Лиля попыталась вытащить её, но без толку. Тогда она стала разжимать мертвецу пальцы. Она знала: он держит хлебную карточку, и если получится её забрать, то будет лишняя порция хлеба. Но окоченелые пальцы походили на застывший на лютом морозе металл и никак не хотели разгибаться. Лиля мучилась и так, и сяк, – тщетно. Открытые глаза мертвеца покрылись льдом, а сквозь его тоненький мутный слой невыразительно, одеревенело смотрели похожие на две чёрные точки зрачка. На выцветших ресницах блестели снежинки.
Лиля с досадой дёрнула бумажку, и та вдруг выскользнула их холодных пальцев, а мертвец как стоял, так с глухим стуком и повалился в снег у стены – точно оловянный солдатик. Лиля спрятала драгоценную карточку в специально пришитом внутреннем кармане и побрела дальше. Сегодня же получит дополнительную пайку и накормит Лёшку как следует, а то он совсем уже ослабел. Того и гляди, не сегодня, так завтра испустит дух, а как она тогда в морг его повезёт? Санок ведь нет, да и ткани, чтоб труп зашить, тоже. А уж спустить мёртвое тело по лестнице она точно не сумеет, сама рядом и помрёт.
Интересно, можно ли будет как-то ещё всё-таки свозить его в школу на Новый Год? Там обед обещают… Только бы он до Нового Года не умер, а то тогда совсем никакой надежды не останется. Значит, надо искать санки – сам Лёшка идти точно не сможет, у него ноги настолько опухли, что не двигаются. И посинели все, аж вода с них течёт.
И тут Лиля испугалась своих мыслей. Боже, боже, как же запросто она идёт и думает о смерти брата – будто это нечто совсем обыденное и будничное! Она остановилась и прижала руку к груди, где тяжело заухало сердце. Лёшка умирает, а она размышляет, удастся ли пообедать в школе и как выносить из квартиры труп! Неужели они настолько очерствели, закостенели в этой проклятой блокаде, что ничего их уже не пугает, даже гибель родного человека?..
На обратном пути она вспомнила, что, кажется, видела в соседской квартире санки. В бидоне плескалась вода, тонкая металлическая ручка до боли впивалась в пальцы, примерзала к и без того израненной коже. Из потрескавшихся губ сочилась кровь. Лиля слизывала её, ощущая металлический привкус на языке.
Завыла протяжно сирена, ожил репродуктор на столбе.
– Говорит Ленинград! Воздушная тревога! Воздушная тревога! Всем гражданам укрыться в бомбоубежищах, движение прекратить! Воздушная тревога!
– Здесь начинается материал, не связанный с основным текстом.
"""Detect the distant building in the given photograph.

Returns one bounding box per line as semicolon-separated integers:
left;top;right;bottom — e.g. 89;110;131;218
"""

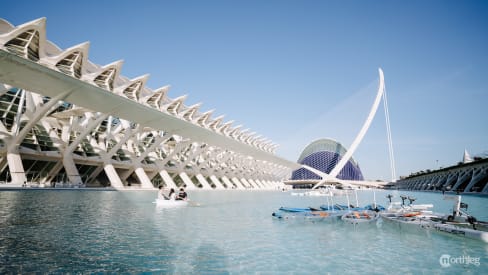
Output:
291;139;364;181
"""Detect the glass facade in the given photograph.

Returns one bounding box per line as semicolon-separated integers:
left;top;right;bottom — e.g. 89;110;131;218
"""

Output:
291;139;364;180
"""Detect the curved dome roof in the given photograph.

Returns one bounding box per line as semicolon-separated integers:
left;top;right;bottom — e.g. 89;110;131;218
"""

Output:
297;138;357;165
291;138;364;180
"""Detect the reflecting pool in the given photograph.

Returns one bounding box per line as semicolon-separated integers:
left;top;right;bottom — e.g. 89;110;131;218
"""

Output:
0;189;488;274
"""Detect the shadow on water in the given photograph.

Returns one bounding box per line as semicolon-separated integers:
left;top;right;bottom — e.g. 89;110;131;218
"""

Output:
191;243;230;274
0;191;175;274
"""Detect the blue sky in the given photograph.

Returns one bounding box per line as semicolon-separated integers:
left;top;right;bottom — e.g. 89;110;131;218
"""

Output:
0;0;488;180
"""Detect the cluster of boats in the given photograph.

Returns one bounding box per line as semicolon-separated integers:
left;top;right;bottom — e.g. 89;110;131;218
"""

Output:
272;195;488;243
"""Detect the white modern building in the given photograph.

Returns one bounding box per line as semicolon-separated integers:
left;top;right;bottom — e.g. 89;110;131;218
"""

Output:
0;18;300;189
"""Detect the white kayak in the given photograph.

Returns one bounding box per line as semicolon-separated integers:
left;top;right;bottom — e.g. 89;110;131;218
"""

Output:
153;199;189;208
341;210;380;224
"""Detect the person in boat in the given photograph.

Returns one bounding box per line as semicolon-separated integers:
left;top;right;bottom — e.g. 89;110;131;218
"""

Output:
168;188;176;201
176;187;188;201
158;185;169;200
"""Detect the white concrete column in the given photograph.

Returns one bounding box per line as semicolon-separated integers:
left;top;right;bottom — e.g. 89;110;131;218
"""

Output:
196;174;212;189
7;153;27;184
232;177;245;189
103;163;124;190
159;170;178;190
210;175;224;189
241;178;255;188
221;176;234;189
179;172;196;190
63;157;83;185
134;167;154;189
247;179;263;189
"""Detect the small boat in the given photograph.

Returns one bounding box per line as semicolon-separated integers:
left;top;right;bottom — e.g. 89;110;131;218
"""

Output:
381;195;488;243
341;210;380;224
271;209;341;221
153;199;189;208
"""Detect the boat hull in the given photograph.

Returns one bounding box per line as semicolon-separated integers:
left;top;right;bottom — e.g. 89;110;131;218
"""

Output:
153;199;189;208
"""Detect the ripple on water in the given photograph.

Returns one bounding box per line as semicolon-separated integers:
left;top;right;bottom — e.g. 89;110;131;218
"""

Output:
0;191;488;274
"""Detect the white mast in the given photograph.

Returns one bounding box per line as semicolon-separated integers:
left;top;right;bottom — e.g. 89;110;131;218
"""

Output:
383;84;396;182
310;68;385;189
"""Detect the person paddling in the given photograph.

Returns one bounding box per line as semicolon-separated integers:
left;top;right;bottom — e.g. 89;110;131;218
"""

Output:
176;187;188;201
158;185;169;200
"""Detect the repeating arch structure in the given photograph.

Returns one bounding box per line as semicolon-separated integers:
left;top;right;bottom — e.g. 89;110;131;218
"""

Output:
0;18;299;189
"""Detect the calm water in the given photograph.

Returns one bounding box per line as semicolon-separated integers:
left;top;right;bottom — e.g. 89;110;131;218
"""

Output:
0;190;488;274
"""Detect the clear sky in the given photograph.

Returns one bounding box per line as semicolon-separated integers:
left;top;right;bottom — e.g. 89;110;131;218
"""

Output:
0;0;488;180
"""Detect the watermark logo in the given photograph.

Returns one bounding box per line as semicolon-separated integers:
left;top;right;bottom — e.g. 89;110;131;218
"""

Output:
439;254;480;267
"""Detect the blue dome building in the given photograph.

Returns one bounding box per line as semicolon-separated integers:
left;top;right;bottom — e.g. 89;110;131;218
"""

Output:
291;139;364;180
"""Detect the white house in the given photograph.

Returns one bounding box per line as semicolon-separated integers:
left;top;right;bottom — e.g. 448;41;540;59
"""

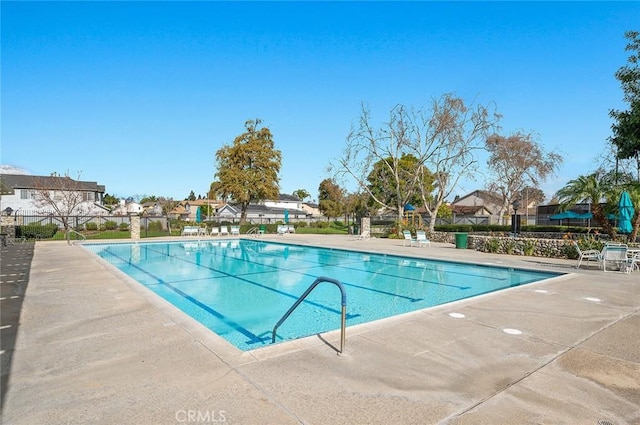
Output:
0;174;109;215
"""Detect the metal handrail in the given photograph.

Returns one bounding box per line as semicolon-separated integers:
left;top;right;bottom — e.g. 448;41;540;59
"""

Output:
271;276;347;353
69;229;87;241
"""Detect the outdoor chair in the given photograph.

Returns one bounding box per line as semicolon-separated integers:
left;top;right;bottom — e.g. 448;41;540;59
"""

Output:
416;230;431;246
402;230;418;246
353;230;371;241
624;252;640;274
573;241;601;269
599;245;628;272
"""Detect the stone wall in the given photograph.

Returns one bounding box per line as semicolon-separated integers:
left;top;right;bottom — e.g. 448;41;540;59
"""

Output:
0;214;16;241
430;232;577;258
129;215;140;241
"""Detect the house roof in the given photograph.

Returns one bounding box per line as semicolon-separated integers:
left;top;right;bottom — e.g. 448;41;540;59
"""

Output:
451;190;502;206
278;193;301;202
451;205;491;215
0;174;104;193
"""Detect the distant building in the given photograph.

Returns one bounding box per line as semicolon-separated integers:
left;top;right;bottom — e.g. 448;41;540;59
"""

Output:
0;174;109;215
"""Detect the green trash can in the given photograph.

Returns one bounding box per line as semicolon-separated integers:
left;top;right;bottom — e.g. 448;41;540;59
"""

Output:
456;233;467;249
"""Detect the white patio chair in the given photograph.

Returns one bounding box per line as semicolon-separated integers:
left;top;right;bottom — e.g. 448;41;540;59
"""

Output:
353;230;371;241
402;230;418;246
573;241;601;269
599;245;628;272
624;252;640;274
416;230;431;247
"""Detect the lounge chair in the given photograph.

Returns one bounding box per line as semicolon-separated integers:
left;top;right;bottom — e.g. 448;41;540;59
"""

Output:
598;245;628;272
180;226;200;236
624;252;640;274
573;241;601;269
416;230;431;246
353;230;371;241
402;230;418;246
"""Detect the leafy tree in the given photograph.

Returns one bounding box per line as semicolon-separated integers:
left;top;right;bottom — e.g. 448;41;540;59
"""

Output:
211;119;282;223
158;196;179;215
318;179;345;219
486;132;562;222
609;31;640;182
102;193;119;205
517;186;546;205
292;189;311;201
555;170;615;238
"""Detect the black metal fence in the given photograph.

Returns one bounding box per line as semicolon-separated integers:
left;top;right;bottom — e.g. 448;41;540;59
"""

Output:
14;211;170;240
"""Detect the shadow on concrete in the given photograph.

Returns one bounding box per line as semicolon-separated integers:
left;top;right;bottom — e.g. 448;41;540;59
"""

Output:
0;242;34;411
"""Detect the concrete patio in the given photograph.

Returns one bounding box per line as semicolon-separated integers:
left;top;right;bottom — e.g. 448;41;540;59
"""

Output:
1;234;640;425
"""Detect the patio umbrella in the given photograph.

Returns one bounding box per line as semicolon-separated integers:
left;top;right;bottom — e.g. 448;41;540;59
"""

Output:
618;191;635;233
549;211;580;220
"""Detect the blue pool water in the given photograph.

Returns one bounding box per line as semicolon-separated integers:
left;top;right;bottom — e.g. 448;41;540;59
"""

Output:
84;239;559;350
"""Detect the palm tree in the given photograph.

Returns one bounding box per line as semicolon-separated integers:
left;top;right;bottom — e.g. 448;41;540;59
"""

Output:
555;171;616;238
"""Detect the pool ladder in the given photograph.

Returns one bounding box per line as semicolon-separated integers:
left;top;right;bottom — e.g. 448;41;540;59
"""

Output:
271;276;347;353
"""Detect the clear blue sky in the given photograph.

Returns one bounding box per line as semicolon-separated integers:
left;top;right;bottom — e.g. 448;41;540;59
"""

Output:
0;1;640;199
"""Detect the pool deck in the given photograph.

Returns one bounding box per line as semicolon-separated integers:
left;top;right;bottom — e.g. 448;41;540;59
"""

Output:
1;235;640;425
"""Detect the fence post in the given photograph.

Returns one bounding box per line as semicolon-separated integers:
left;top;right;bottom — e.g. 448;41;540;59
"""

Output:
129;214;140;241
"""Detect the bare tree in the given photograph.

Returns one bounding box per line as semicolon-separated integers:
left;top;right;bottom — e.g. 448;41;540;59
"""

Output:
330;104;422;220
32;173;95;244
486;132;563;222
330;94;500;231
413;93;501;232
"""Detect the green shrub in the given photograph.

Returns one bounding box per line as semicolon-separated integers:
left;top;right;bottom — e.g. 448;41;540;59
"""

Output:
16;224;58;239
147;221;164;232
487;238;500;253
522;239;536;256
104;220;118;230
504;239;516;255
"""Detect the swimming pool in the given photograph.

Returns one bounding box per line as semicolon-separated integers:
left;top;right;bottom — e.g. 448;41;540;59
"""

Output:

Метроном перешёл на частый тревожный перестук. Небо загудело металлическим голосом, завибрировало, затряслось, надсадно закашляли пушки, и на Ленинград посыпались бомбы и снаряды. Лиля прижалась спиной к стене здания и замерла, сжимая ручку бидона. А люди всё так же брели мимо, еле-еле переставляя ноги – если в начале блокады они ещё прятались в подвалах, то теперь давно уже никого не волновали немецкие налёты. Ну и пусть. Убьёт бомбой – так оно, может, и лучше.
«Тук-тук, тук-тук, тук-тук», – призывно стучал метроном. Высоким трубным голосом плакала сирена. Воздушная тревога! Воздушная тревога! Немцы над городом! И никому нет до этого дела. Потому что реальность давно не существует, она растворилась в тяжёлом голодном мареве. Есть только смерть. А разницы, от чего она наступит – нет.